I am so incredibly proud of what we have done with Bed Block, and we are looking to grow. I am aiming to hire another veteran who is interested in entrepreneurship and show them the ropes of how this world works. My time is increasingly transitioning to my other venture Desert Valley Tech, another passion project that has developed out of personal experiences while in the Army.
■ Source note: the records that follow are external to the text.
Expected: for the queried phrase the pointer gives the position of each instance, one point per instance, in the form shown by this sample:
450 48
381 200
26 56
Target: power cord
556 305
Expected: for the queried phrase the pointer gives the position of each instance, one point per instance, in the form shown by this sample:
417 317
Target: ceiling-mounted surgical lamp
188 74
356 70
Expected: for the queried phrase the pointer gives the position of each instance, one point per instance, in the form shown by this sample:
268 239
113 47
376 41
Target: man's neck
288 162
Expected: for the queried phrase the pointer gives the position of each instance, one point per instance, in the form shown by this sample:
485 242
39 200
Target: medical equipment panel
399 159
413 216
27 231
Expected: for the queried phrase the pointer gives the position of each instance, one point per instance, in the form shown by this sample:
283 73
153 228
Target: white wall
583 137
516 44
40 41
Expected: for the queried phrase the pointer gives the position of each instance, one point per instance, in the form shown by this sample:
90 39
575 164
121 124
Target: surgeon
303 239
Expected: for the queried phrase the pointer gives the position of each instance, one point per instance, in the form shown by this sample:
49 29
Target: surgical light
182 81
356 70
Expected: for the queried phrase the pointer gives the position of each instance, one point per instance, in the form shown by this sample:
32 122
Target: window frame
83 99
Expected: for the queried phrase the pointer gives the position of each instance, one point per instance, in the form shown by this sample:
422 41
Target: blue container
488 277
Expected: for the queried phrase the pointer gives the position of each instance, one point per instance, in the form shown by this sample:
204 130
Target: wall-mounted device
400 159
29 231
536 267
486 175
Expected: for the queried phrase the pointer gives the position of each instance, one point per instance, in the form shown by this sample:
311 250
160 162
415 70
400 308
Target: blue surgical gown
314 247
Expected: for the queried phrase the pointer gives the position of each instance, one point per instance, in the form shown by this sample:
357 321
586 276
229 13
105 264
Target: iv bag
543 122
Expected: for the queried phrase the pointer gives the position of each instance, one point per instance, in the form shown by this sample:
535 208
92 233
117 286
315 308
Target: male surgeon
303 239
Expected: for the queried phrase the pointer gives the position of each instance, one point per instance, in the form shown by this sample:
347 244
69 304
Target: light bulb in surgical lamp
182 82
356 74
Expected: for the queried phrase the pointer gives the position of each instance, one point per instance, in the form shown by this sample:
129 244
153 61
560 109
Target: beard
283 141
Not to delve too deep, but I cared for a civilian who had been shot while I was in Baghdad, unfortunately he passed shortly after I placed him on the helicopter to the hospital, from this I researched how I could have helped him better and fell upon the transfusion of whole blood at the point of injury. No one was making a device that could have helped that situation, so I decided I would and after a couple years of R&D my team developed the HemaPorter. The National Science Foundation saw our vision to change the world and charged us with developing our single use medical device into an enterprise level blood banking platform. 

I am so thrilled to give back to the populations most impacted by war, natural disasters and humanitarian crises. While our product development has taken up more of my time, I am afforded the ability to take on a #2, my left hand man if you will. (I am a little bitter about the role left handed people have played historically, and even wrote the latin 'sinestra' for 'left handed' on my combat helmet before we invaded Iraq.)